Transcriptome of B. ovata

Based on RNAseq reads, we obtained transcript frequency data for B. ovata (Additional file 1: Table S1). Actin (BOVATA_041600) and ribosomal-related proteins (BOVATA_006170, BOVATA_029000, BOVATA_030990, and BOVATA_020930) were included in a group of highly transcribed genes, as expected. Some highly transcribed B. ovata-specific genes were also observed, like hypothetical protein (BOVATA_015540) and methyltetrahydrofolate-homocysteine methyltransferase (BOVATA_026400). These proteins could be potential targets as diagnostic antigens. Besides, highly transcribed putative merozoite surface glycoproteins (BOVATA_028710 and BOVATA_028720) might be potential targets as vaccines.
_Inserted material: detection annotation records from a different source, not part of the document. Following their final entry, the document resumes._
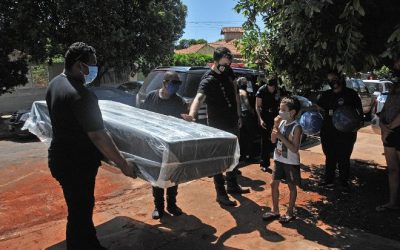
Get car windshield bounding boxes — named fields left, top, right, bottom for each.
left=346, top=79, right=359, bottom=92
left=354, top=80, right=368, bottom=93
left=365, top=82, right=383, bottom=93
left=142, top=70, right=186, bottom=94
left=385, top=82, right=393, bottom=92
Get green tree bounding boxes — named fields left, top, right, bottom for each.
left=235, top=0, right=400, bottom=88
left=175, top=39, right=207, bottom=49
left=0, top=0, right=187, bottom=93
left=172, top=53, right=213, bottom=66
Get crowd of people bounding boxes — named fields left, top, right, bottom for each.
left=46, top=42, right=400, bottom=249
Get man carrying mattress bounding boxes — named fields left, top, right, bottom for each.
left=46, top=42, right=136, bottom=250
left=143, top=71, right=187, bottom=219
left=182, top=47, right=249, bottom=206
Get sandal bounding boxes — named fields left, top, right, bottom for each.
left=263, top=212, right=281, bottom=221
left=375, top=205, right=400, bottom=212
left=279, top=215, right=296, bottom=223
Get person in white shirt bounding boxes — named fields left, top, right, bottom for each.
left=263, top=97, right=303, bottom=223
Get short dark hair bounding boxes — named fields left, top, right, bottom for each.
left=267, top=78, right=278, bottom=86
left=65, top=42, right=96, bottom=69
left=213, top=47, right=233, bottom=61
left=281, top=96, right=301, bottom=115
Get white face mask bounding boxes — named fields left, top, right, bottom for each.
left=279, top=111, right=290, bottom=120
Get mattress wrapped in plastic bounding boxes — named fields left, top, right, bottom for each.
left=24, top=101, right=240, bottom=188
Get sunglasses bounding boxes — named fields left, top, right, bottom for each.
left=167, top=80, right=182, bottom=85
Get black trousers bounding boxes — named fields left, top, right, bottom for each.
left=321, top=130, right=357, bottom=184
left=49, top=160, right=101, bottom=250
left=239, top=111, right=257, bottom=156
left=260, top=126, right=275, bottom=167
left=153, top=185, right=178, bottom=210
left=214, top=127, right=240, bottom=195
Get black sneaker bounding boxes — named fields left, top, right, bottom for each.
left=318, top=181, right=335, bottom=188
left=167, top=205, right=183, bottom=216
left=226, top=185, right=250, bottom=194
left=151, top=208, right=164, bottom=220
left=217, top=195, right=236, bottom=207
left=342, top=183, right=351, bottom=194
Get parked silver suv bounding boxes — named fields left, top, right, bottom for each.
left=346, top=78, right=375, bottom=119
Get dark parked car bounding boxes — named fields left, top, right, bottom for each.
left=136, top=66, right=262, bottom=107
left=346, top=78, right=375, bottom=119
left=117, top=81, right=143, bottom=95
left=89, top=87, right=136, bottom=107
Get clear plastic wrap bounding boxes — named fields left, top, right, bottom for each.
left=24, top=101, right=240, bottom=188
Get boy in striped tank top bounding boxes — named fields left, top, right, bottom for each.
left=263, top=97, right=303, bottom=223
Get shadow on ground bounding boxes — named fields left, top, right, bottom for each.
left=298, top=160, right=400, bottom=241
left=46, top=215, right=242, bottom=250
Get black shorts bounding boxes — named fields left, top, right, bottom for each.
left=272, top=161, right=301, bottom=186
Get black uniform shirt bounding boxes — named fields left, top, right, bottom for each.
left=46, top=74, right=104, bottom=166
left=317, top=87, right=363, bottom=132
left=198, top=70, right=239, bottom=130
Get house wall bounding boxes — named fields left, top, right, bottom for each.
left=197, top=45, right=215, bottom=55
left=224, top=32, right=243, bottom=42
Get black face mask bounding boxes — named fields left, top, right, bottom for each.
left=328, top=80, right=342, bottom=89
left=391, top=69, right=400, bottom=83
left=217, top=64, right=231, bottom=73
left=239, top=84, right=247, bottom=90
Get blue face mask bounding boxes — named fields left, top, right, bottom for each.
left=84, top=66, right=99, bottom=85
left=167, top=82, right=180, bottom=95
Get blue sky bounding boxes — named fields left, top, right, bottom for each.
left=182, top=0, right=262, bottom=42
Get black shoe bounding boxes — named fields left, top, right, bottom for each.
left=342, top=183, right=351, bottom=194
left=217, top=195, right=236, bottom=207
left=151, top=208, right=164, bottom=220
left=318, top=181, right=335, bottom=188
left=167, top=205, right=183, bottom=216
left=226, top=185, right=250, bottom=194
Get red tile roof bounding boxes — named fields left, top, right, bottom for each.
left=209, top=40, right=242, bottom=58
left=175, top=44, right=206, bottom=54
left=175, top=40, right=242, bottom=58
left=221, top=27, right=244, bottom=35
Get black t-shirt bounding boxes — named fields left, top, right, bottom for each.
left=256, top=84, right=280, bottom=126
left=197, top=70, right=239, bottom=130
left=46, top=74, right=104, bottom=166
left=317, top=87, right=363, bottom=132
left=143, top=89, right=187, bottom=118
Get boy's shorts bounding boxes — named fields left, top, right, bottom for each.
left=272, top=161, right=301, bottom=186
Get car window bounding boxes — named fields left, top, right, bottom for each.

Additionally, BOVATA_021460, which has an ap2 domain most similar to that of Plasmodium AP2-G and is highly similar (87% amino acid identity over the entire sequence) to the B. bigemina AP2 gene (BBBOND_0104820), was highly transcribed. This implies a potential role of the gene in stage-specific transcription, as reported in other Plasmodium parasites [54, 55]. Future comparative transcriptomics in vivo and in vitro, with or without T. orientalis co-infection, and investigation of intermediate stages, such as acute and chronic infection in ticks, should provide a deeper understanding of babesiosis.

Conclusions

In this study, we succeeded in obtaining a nearly complete genome, established gene models, and conducted functional annotation by integrating three NGS platforms, MinION, PacBio RS II, and Miseq. We also developed hybrid gene model annotations with genomic and transcriptomic data. By performing comparative genome analysis, we found limited diversity in ves1b and B. ovata-specific expansion of ebh genes, together with a number of B. ovata-specific genes such as an anamorsin homolog, which is potentially involved in hematopoiesis in infected hosts. We suggest that the involvement of these genes in the unique phenotypes of B. ovata should not be overlooked, even though in the future, these candidates must be examined to verify our hypothesis, taking advantage of the available gene manipulation tools for this parasite [56].